I am preaching on the 30th of August at a PC(USA) congregation and I am going to be preaching from Mark 7 and I was looking at stopping at verse 8 for a manageable section for a one off preaching engagement. However I was also thinking about having the "Scripture Lesson" be Mark 7:1-23 and preaching a more "overview" of the entire section as 23 verses is vastly too much to preach in the amount of time a PC(USA) congregation is willing and able to sit through (or for anyone for that matter).

Mark 7

What do you think? 


_(btw, Mark 7:1-8 is the lectionary passage for that week). _


----------



## Herald (Aug 16, 2009)

Benjamin,

You can go either way and still present an effective message. If you choose the first 23 verses of Mark 7, you will need to emphasize the main thought of the text. If you limit yourself to the first seven verses you can be a bit more compact; possibly referencing Isaiah (verse 6). Either way, a tremendous Christ-centric passage. God is not concerned with visible religion, but an inward change.


----------



## Contra_Mundum (Aug 16, 2009)

Clearly, the section is a single episode. There may be a great deal of material present, but it is certainly possible to focus on the central thought of the passage.

Or, if you want to emphasize a lesser point, then you can take a smaller subsection.
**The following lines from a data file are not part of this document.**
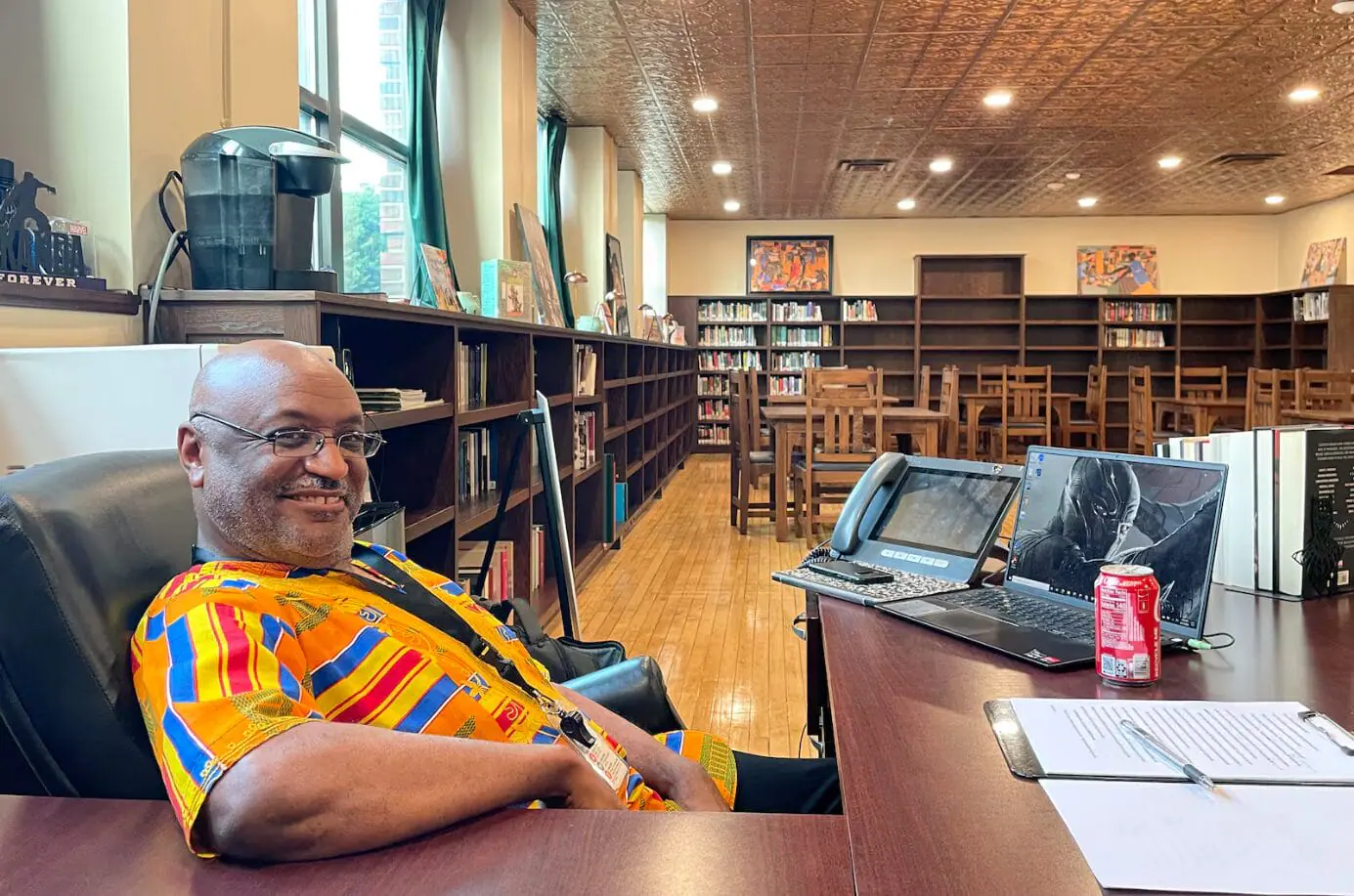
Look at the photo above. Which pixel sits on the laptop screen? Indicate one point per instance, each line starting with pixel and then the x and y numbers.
pixel 1079 510
pixel 942 510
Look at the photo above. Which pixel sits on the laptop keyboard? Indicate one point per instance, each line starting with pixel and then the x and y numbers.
pixel 1072 622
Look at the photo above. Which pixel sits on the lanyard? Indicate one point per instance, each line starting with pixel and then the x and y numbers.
pixel 414 597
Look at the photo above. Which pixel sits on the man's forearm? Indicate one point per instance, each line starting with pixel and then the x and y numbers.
pixel 326 789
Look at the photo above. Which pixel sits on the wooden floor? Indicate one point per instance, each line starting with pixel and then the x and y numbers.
pixel 686 589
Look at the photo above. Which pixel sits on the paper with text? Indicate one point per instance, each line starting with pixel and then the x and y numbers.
pixel 1226 741
pixel 1175 836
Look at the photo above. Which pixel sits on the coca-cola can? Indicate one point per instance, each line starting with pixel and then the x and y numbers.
pixel 1128 625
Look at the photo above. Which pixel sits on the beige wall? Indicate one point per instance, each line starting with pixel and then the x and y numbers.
pixel 1196 255
pixel 1301 228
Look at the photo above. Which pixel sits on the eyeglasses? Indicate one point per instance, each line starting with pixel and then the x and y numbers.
pixel 306 443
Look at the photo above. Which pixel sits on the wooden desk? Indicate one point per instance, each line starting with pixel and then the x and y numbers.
pixel 1314 415
pixel 1203 410
pixel 975 403
pixel 931 804
pixel 120 846
pixel 787 425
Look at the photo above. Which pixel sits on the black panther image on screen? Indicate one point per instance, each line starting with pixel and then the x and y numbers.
pixel 1079 513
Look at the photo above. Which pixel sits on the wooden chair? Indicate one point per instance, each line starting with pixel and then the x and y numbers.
pixel 1325 390
pixel 1143 432
pixel 1026 410
pixel 840 450
pixel 1092 425
pixel 746 463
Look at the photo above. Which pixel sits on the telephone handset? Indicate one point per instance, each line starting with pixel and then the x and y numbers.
pixel 865 502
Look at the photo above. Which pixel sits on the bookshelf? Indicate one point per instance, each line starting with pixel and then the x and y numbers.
pixel 643 400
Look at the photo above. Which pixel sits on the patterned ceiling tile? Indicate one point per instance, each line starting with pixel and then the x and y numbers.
pixel 1103 87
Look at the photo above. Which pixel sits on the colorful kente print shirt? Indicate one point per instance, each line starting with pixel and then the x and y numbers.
pixel 232 653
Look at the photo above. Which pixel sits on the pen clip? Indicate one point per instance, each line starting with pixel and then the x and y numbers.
pixel 1332 730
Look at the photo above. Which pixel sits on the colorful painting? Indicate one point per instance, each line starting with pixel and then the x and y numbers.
pixel 790 264
pixel 1325 263
pixel 1117 271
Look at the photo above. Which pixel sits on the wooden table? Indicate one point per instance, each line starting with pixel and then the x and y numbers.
pixel 787 425
pixel 975 403
pixel 1202 409
pixel 123 846
pixel 931 804
pixel 1316 415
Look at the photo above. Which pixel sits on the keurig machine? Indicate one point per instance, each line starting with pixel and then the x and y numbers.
pixel 249 196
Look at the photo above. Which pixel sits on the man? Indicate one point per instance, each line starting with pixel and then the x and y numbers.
pixel 248 663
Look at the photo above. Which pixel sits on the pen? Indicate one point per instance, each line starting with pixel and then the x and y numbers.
pixel 1166 754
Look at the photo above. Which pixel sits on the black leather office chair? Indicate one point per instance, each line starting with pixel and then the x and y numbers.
pixel 84 544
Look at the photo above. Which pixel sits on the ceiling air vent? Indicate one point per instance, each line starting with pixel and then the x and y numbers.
pixel 865 165
pixel 1245 158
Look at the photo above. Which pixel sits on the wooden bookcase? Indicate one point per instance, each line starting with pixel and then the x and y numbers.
pixel 644 393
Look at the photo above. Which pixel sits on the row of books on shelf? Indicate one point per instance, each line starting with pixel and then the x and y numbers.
pixel 795 312
pixel 792 336
pixel 586 439
pixel 478 462
pixel 730 361
pixel 1125 337
pixel 473 376
pixel 711 385
pixel 714 409
pixel 795 361
pixel 1288 506
pixel 721 310
pixel 1139 312
pixel 723 334
pixel 1312 306
pixel 860 310
pixel 586 369
pixel 713 433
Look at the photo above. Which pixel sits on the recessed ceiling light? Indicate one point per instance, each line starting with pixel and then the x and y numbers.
pixel 998 99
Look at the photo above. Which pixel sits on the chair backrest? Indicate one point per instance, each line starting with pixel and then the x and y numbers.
pixel 1200 382
pixel 1325 390
pixel 1140 415
pixel 924 387
pixel 84 544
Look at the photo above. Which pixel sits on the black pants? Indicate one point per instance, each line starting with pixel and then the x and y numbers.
pixel 787 787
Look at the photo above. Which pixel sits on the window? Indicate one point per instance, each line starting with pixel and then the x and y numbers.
pixel 354 91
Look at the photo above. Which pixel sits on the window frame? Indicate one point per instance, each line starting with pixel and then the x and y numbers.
pixel 333 125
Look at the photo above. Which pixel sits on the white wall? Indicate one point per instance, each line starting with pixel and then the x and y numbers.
pixel 1196 255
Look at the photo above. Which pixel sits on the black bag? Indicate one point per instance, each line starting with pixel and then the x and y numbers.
pixel 563 658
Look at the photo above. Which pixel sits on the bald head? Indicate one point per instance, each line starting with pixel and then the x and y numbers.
pixel 250 501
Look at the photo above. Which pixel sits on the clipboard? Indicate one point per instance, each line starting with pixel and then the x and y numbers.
pixel 1024 762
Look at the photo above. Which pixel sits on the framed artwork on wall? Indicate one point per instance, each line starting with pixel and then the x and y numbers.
pixel 1117 271
pixel 790 264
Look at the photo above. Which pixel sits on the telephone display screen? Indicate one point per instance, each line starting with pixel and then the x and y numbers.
pixel 945 512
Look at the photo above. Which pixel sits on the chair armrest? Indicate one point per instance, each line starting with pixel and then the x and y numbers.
pixel 633 691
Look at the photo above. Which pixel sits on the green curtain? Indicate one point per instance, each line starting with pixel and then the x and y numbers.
pixel 551 217
pixel 426 215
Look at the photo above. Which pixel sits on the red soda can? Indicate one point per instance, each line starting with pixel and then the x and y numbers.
pixel 1128 625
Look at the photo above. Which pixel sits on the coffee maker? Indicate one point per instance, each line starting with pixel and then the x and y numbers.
pixel 249 197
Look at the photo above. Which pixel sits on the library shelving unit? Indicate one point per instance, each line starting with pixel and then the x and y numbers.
pixel 644 393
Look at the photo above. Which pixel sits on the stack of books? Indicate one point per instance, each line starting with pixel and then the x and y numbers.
pixel 375 401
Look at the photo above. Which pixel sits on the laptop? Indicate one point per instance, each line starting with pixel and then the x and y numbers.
pixel 927 524
pixel 1076 512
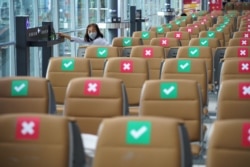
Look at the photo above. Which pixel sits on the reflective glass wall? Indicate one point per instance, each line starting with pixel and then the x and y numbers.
pixel 68 16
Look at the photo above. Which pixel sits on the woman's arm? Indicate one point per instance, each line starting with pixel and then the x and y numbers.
pixel 73 39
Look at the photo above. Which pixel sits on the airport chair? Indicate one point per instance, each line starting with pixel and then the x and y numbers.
pixel 225 31
pixel 213 34
pixel 241 34
pixel 235 69
pixel 244 29
pixel 142 141
pixel 172 26
pixel 202 26
pixel 133 72
pixel 90 100
pixel 190 69
pixel 35 140
pixel 234 99
pixel 160 31
pixel 124 44
pixel 154 56
pixel 61 70
pixel 230 52
pixel 145 36
pixel 194 32
pixel 229 144
pixel 175 98
pixel 178 23
pixel 207 20
pixel 199 52
pixel 170 45
pixel 97 56
pixel 229 6
pixel 184 37
pixel 239 42
pixel 213 43
pixel 25 94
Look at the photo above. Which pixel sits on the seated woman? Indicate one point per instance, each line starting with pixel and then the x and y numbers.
pixel 93 36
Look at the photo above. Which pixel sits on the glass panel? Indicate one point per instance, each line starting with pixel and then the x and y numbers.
pixel 93 11
pixel 64 14
pixel 25 7
pixel 44 11
pixel 4 21
pixel 81 17
pixel 5 61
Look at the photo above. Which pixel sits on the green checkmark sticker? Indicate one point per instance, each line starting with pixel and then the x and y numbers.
pixel 19 88
pixel 68 65
pixel 102 52
pixel 138 132
pixel 127 42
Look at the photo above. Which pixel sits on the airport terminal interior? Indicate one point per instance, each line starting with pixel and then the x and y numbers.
pixel 171 86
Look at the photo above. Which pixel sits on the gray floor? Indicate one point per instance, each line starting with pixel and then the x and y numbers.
pixel 212 108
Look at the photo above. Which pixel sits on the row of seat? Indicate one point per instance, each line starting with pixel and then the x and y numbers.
pixel 122 141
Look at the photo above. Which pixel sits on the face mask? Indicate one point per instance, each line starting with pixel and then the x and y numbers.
pixel 92 35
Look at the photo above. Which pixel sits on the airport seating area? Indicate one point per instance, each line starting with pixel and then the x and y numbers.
pixel 177 97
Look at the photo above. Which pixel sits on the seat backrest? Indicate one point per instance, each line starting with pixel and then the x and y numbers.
pixel 130 141
pixel 171 98
pixel 229 144
pixel 194 32
pixel 124 44
pixel 146 36
pixel 207 20
pixel 167 43
pixel 190 69
pixel 244 29
pixel 237 51
pixel 62 69
pixel 213 43
pixel 184 37
pixel 40 140
pixel 133 71
pixel 201 25
pixel 225 30
pixel 235 69
pixel 160 30
pixel 200 52
pixel 154 56
pixel 241 34
pixel 213 34
pixel 234 99
pixel 90 100
pixel 26 95
pixel 239 42
pixel 97 56
pixel 172 26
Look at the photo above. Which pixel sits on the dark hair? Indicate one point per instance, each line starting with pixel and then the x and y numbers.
pixel 99 34
pixel 183 14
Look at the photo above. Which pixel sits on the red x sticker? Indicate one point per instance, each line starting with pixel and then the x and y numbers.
pixel 164 42
pixel 242 52
pixel 92 87
pixel 244 66
pixel 148 52
pixel 246 135
pixel 126 66
pixel 246 35
pixel 244 42
pixel 178 35
pixel 244 90
pixel 27 128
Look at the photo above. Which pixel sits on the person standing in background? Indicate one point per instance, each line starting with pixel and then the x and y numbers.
pixel 93 36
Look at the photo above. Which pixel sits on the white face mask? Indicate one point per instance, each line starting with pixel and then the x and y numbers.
pixel 92 35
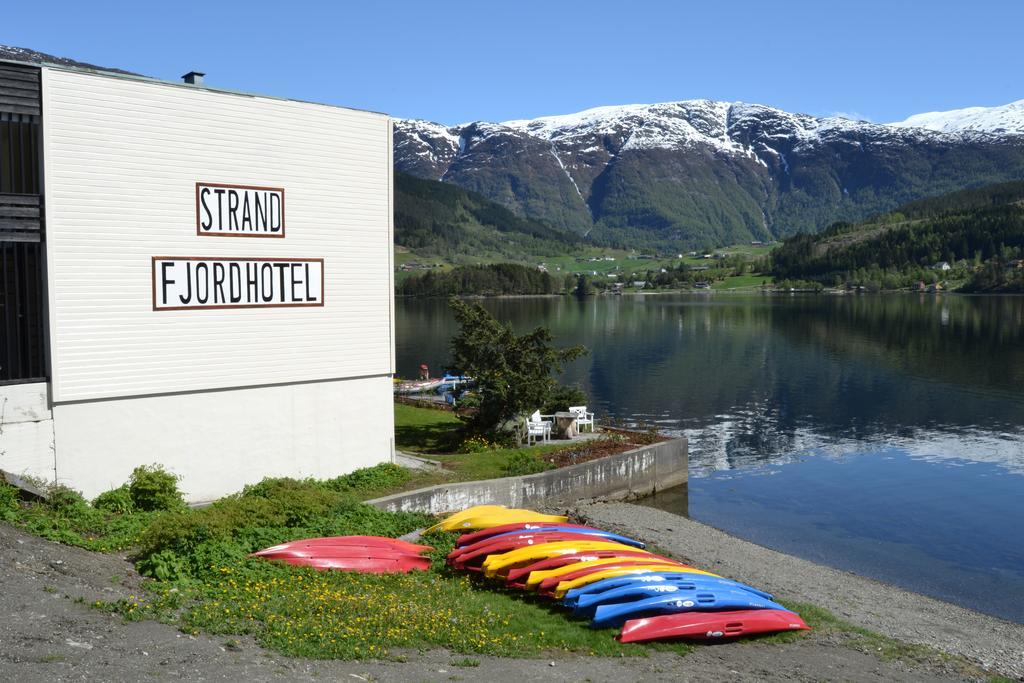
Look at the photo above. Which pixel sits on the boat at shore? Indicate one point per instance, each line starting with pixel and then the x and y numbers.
pixel 438 384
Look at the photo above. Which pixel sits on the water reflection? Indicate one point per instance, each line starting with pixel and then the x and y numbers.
pixel 881 434
pixel 756 379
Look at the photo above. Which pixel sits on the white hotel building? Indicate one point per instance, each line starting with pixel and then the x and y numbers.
pixel 190 276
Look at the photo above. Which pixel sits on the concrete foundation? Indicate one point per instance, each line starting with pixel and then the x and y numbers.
pixel 627 475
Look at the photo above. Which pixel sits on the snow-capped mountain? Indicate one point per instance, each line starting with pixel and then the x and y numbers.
pixel 711 172
pixel 999 121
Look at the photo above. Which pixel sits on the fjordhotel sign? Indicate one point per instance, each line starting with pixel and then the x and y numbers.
pixel 184 283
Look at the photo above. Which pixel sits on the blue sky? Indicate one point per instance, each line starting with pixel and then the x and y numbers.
pixel 456 61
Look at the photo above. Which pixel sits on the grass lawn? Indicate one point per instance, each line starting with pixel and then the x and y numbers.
pixel 428 432
pixel 203 580
pixel 432 433
pixel 422 429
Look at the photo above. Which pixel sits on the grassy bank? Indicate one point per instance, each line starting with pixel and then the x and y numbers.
pixel 204 581
pixel 433 434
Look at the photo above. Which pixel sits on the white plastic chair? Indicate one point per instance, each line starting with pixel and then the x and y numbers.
pixel 538 427
pixel 583 417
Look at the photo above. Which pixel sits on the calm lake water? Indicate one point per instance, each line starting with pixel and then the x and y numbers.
pixel 879 434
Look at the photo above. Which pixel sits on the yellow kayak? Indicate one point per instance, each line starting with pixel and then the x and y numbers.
pixel 536 578
pixel 495 564
pixel 485 516
pixel 566 586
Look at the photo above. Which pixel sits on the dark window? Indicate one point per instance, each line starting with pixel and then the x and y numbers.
pixel 18 154
pixel 23 351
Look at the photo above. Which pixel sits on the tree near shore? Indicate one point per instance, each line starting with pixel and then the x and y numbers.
pixel 514 373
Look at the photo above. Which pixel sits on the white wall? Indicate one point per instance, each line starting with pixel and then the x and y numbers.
pixel 26 430
pixel 122 160
pixel 220 440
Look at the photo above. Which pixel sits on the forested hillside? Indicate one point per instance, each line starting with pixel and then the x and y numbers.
pixel 439 219
pixel 494 280
pixel 978 232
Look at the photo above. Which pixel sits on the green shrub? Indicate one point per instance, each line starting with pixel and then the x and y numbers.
pixel 192 543
pixel 378 477
pixel 476 444
pixel 525 463
pixel 8 502
pixel 66 501
pixel 153 487
pixel 117 501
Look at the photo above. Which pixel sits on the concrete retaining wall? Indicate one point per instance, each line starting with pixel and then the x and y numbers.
pixel 631 474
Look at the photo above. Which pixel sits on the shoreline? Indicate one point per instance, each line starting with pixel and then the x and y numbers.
pixel 896 612
pixel 735 290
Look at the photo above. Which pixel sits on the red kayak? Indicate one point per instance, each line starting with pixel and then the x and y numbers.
pixel 472 559
pixel 468 539
pixel 550 584
pixel 517 578
pixel 366 561
pixel 711 626
pixel 349 541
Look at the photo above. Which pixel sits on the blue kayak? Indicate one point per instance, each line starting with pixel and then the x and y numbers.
pixel 672 603
pixel 608 536
pixel 695 581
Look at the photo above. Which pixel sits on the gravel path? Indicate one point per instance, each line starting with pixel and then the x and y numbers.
pixel 991 642
pixel 48 634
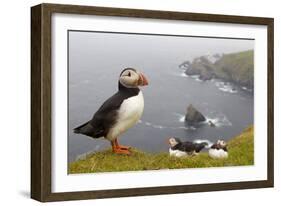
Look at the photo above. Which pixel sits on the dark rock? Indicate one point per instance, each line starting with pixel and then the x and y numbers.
pixel 211 123
pixel 193 116
pixel 205 75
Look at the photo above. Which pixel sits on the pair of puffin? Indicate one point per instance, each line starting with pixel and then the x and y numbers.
pixel 218 150
pixel 183 149
pixel 118 113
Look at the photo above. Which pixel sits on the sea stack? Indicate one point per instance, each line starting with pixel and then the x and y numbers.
pixel 193 116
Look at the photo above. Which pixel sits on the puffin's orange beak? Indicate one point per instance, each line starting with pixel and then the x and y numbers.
pixel 167 141
pixel 142 80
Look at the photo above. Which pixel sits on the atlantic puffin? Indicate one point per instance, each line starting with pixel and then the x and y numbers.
pixel 182 149
pixel 118 113
pixel 218 150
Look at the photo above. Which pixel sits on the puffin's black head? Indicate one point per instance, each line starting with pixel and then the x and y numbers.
pixel 131 78
pixel 173 141
pixel 221 143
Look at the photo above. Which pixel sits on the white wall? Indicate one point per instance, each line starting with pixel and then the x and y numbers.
pixel 15 103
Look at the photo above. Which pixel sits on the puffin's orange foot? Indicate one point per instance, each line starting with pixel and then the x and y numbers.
pixel 121 151
pixel 124 147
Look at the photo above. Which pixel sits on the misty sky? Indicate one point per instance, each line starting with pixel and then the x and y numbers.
pixel 106 49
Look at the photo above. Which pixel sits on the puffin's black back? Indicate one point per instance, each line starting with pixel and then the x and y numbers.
pixel 107 114
pixel 189 146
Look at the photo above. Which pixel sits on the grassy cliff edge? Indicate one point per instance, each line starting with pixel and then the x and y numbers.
pixel 240 148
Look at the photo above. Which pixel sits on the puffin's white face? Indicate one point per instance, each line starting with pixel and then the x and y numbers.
pixel 132 79
pixel 172 141
pixel 221 143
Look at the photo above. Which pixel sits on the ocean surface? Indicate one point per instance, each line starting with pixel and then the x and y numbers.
pixel 95 62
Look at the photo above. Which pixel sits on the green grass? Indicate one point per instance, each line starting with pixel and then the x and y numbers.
pixel 240 148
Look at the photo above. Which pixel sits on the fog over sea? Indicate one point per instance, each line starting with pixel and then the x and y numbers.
pixel 96 60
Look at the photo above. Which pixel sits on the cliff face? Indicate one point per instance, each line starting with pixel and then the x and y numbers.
pixel 235 67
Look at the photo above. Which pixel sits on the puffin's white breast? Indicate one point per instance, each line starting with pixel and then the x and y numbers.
pixel 177 153
pixel 128 115
pixel 218 153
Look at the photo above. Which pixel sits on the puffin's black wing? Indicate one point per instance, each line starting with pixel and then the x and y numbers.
pixel 200 146
pixel 104 118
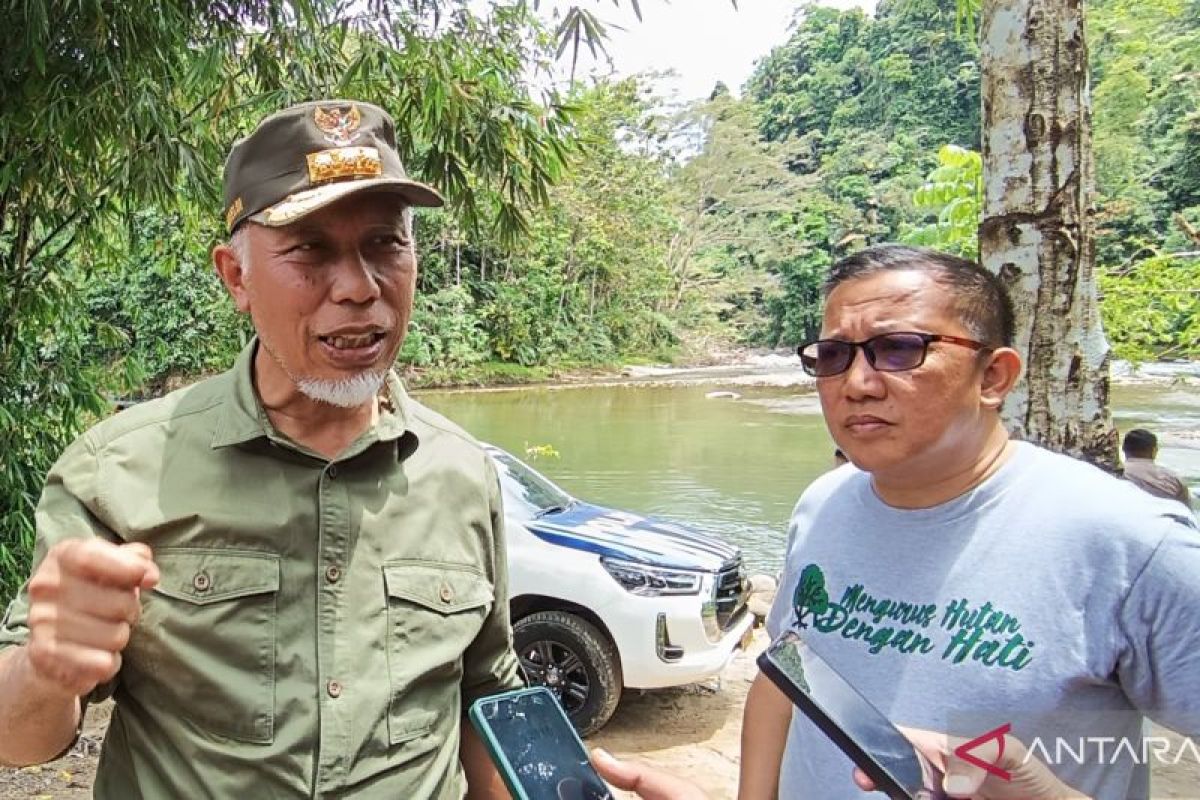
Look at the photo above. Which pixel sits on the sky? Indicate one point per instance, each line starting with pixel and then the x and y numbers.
pixel 705 41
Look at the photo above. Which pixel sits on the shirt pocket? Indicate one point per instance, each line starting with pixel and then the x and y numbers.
pixel 204 648
pixel 435 612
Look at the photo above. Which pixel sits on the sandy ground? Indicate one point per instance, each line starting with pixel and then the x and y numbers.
pixel 691 731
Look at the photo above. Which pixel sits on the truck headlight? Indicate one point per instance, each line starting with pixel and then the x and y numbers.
pixel 651 581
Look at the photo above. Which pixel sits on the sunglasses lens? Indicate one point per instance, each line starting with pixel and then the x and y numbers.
pixel 826 358
pixel 898 352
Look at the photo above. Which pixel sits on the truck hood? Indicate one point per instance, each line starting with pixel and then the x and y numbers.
pixel 633 537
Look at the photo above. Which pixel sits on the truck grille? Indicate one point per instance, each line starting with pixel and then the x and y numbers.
pixel 730 594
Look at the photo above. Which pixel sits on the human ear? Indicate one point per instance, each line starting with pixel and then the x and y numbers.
pixel 233 275
pixel 1000 374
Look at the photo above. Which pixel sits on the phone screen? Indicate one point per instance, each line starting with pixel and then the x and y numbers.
pixel 535 747
pixel 843 714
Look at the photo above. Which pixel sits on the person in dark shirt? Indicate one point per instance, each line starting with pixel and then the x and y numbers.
pixel 1140 447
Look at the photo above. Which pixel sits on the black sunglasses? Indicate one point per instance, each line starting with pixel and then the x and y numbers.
pixel 887 352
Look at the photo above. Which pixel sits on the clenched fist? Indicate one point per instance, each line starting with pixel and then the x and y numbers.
pixel 83 607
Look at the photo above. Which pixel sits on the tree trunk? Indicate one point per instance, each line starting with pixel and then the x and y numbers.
pixel 1037 232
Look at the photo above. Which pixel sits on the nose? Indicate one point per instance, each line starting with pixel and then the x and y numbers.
pixel 354 280
pixel 861 379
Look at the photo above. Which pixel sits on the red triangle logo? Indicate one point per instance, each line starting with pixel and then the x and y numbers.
pixel 964 751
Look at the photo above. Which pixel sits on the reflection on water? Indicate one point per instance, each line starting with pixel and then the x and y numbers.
pixel 735 467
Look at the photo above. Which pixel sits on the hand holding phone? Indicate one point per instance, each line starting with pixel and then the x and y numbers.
pixel 849 720
pixel 534 746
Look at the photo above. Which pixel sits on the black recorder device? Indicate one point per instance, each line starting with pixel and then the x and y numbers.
pixel 847 719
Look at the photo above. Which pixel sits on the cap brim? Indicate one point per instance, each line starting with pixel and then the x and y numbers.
pixel 300 204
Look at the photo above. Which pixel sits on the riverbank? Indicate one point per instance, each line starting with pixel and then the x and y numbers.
pixel 723 367
pixel 691 731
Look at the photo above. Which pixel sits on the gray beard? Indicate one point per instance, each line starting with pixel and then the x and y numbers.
pixel 343 392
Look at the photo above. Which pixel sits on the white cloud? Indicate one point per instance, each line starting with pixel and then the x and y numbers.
pixel 703 41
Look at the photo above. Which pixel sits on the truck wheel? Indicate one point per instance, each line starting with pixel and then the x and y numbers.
pixel 570 657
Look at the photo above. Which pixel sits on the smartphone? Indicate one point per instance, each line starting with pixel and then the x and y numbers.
pixel 849 720
pixel 534 746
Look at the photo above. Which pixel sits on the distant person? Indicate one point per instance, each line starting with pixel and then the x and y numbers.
pixel 1140 447
pixel 961 581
You can read the whole, and make passing reference to verses around the text that you key in on.

Specifically, 1-7, you are cutting off right before Jesus sums up the quote by application. I would at least include to v8, a probably reading to v13 (if not the rest of the section).


----------



## Backwoods Presbyterian (Aug 16, 2009)

Thanks Rev. Buchanon. I meant verse 8. Thanks for pointing that out.


----------